A tous je dis, et surtout à cette communauté française, qui doit supporter le plus lourd, c’est vrai: ne les repoussez pas, quelles que soient vos raisons, même si vous les croyez bonnes. De toute façon, ils viendront. Que faire pour eux? Je m’excuse d’avoir à le dire si crûment: pour le moment, c’est une affaire d’argent; il faudra beaucoup d’argent dans les mois qui suivent. C’est une chance que l’histoire n’exige de nous, actuellement, que de l’argent. Nous devons remercier le ciel qu’un grand pays accepte de recevoir les nôtres sans trop d’hésitation. Qu’il en soit lui aussi grandement remercié. Nous devons nous réjouir que nos derniers immigrés nous posent si peu de problèmes d’adaptation. Ils parlent français, ils passeront inaperçus, ils ne «susciteront pas l’antisémitisme», comme on dit. Ils sont travailleurs, courageux, sains, solvables: «Je rembourserai jusqu’au dernier sou!» «Voyez mes mains», nous disait une ancienne femme d’affaires; maintenant, elle empaquette des bonbons à leur sortie du four: les mains élégantes, fines et soignées, s’étaient transformées en boudins rouges; mais elle ne se plaignait pas: «J’accepte n’importe quoi, je vous rembourserai…» Allez-vous, allons-nous, pour de si simples, de si faciles questions d’argent, laisser mourir les vieux, casser les adultes et prostituer les filles? Ce ne sont pas des images: j’ai vu se flétrir des hommes de quarante ans en quelques mois, et j’ai vu plusieurs de leurs filles aux alentours de la porte Saint-Martin, de petites brunettes potelées encore, aux joues encore rouges et enfantines.
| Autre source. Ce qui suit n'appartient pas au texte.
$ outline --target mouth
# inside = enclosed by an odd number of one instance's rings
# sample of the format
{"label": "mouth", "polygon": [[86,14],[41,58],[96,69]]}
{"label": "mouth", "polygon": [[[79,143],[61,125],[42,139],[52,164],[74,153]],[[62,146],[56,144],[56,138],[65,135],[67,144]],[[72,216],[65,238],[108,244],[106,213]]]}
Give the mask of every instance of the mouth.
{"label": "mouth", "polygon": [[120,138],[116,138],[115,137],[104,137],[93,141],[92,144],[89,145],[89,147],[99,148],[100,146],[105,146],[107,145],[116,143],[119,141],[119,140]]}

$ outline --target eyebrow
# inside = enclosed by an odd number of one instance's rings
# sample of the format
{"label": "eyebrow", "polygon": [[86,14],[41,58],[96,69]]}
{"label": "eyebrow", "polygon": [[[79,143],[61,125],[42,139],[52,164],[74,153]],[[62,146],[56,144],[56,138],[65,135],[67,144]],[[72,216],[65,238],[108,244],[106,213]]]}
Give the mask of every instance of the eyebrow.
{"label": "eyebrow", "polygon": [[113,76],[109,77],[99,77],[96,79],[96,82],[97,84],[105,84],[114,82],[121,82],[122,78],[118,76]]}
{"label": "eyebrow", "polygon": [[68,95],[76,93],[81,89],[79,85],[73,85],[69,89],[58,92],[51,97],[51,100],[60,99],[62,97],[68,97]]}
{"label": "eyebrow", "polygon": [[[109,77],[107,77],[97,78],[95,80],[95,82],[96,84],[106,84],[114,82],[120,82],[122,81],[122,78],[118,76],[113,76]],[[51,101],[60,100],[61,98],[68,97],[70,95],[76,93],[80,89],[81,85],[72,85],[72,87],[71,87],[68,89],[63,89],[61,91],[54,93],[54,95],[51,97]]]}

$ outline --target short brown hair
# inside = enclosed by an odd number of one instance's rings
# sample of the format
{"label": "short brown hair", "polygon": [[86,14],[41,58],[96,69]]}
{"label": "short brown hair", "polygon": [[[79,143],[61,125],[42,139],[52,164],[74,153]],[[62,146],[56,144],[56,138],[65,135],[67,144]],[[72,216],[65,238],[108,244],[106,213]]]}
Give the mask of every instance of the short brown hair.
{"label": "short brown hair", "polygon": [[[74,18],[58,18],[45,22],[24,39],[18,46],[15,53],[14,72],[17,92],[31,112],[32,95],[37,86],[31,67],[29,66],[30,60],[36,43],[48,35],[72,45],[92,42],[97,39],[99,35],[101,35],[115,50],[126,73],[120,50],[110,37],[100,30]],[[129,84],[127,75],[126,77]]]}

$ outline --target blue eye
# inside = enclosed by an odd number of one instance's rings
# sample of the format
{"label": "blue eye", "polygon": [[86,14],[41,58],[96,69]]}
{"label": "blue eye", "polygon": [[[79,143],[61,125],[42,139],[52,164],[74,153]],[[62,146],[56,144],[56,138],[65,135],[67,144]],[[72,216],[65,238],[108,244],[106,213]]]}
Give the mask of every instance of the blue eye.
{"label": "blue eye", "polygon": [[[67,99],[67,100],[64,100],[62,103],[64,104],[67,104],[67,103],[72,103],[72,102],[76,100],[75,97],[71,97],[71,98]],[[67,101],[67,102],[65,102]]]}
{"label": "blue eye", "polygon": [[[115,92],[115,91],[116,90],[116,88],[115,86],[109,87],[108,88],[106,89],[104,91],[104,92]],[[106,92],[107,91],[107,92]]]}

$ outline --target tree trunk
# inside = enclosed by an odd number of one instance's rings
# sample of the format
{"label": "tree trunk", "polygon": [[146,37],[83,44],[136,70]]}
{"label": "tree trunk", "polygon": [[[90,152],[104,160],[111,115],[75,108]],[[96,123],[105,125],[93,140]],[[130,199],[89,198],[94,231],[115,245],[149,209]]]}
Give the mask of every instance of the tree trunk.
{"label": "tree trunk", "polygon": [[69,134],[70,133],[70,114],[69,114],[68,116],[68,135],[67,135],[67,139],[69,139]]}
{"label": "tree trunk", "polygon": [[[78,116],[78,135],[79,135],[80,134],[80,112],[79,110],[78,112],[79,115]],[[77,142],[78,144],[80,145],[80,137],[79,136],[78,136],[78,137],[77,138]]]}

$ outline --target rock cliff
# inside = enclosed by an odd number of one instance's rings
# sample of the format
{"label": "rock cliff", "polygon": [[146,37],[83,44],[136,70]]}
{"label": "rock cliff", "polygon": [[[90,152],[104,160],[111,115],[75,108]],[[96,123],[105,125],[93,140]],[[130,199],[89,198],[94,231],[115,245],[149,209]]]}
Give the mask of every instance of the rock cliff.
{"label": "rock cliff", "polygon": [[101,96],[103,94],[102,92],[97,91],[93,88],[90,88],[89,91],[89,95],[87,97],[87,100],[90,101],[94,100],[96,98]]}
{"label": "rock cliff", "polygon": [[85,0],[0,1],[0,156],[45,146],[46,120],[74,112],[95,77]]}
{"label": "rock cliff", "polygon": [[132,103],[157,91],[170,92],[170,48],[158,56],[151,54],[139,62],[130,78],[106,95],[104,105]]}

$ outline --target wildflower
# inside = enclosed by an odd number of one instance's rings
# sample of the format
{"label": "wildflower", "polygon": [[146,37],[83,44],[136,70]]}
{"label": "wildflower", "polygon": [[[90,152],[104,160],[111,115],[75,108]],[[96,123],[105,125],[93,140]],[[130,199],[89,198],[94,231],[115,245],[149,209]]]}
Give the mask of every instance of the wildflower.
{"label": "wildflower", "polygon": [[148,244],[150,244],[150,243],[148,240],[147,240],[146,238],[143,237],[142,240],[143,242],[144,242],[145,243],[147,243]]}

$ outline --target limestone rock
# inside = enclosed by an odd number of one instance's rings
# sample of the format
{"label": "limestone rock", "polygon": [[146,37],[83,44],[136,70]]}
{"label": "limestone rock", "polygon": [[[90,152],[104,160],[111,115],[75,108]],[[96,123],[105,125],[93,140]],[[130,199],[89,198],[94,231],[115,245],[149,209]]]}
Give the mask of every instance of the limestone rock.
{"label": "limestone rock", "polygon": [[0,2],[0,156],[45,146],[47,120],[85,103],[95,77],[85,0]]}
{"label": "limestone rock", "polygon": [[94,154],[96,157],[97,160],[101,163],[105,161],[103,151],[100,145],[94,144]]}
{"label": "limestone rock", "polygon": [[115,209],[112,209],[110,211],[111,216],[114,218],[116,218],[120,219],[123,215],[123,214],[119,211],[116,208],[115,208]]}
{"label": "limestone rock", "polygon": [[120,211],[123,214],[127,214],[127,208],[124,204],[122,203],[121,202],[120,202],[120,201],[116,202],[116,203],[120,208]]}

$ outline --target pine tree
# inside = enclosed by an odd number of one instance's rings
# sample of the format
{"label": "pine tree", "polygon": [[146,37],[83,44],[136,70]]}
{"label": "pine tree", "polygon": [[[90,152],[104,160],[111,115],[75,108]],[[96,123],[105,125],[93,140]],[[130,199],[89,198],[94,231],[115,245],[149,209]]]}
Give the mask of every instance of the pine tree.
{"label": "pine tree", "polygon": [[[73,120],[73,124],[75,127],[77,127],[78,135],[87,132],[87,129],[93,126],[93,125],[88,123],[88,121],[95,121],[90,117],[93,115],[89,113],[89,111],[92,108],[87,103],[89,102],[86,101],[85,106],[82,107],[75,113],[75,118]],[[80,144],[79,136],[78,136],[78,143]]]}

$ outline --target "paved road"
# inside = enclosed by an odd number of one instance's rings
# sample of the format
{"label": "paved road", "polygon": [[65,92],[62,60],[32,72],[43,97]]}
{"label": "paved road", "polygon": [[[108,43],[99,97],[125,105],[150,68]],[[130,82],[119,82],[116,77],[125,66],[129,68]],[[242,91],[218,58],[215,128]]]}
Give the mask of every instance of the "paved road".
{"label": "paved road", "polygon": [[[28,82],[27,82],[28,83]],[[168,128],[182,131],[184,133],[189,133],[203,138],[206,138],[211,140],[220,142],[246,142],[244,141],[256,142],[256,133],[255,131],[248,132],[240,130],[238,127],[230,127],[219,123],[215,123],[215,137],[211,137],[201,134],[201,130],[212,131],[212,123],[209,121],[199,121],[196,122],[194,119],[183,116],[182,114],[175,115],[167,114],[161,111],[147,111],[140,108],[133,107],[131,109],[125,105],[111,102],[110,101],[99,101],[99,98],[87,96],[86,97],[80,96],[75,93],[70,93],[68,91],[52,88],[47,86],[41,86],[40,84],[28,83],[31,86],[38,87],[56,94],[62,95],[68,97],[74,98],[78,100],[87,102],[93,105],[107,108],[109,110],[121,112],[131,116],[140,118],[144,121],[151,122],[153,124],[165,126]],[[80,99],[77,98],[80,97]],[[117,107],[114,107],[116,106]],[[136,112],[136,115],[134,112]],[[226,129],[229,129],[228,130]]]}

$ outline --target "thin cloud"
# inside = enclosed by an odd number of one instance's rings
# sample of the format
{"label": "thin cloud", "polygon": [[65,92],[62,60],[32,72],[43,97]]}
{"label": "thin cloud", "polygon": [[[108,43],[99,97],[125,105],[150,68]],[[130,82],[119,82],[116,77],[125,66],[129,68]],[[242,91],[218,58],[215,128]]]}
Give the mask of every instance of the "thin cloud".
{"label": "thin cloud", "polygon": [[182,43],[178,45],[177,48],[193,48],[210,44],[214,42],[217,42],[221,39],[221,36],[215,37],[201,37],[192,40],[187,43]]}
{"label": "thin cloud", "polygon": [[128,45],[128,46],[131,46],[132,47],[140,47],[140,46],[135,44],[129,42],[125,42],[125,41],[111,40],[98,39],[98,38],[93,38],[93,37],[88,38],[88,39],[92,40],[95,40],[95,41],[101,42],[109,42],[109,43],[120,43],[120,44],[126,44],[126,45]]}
Ce sont nos filles, les filles d’Israël, les enfants de notre petit frère Joseph. Depuis quand, chez nous, les oncles abandonnent-ils leurs neveux?


Notes.

1. Ce texte, paru dans L’Arche, février 1962, a été reproduit dans Documents nord-africains, 1967, Paris.

2. Tout le monde connaît le drame des travailleurs nord-africains ou portugais. Qui connaît celui des Juifs nord-africains ou égyptiens arrivant en France souvent sans un sou? Et pourtant le Musulman nord-africain peut, heureusement, retourner dans son pays natal; le Juif non.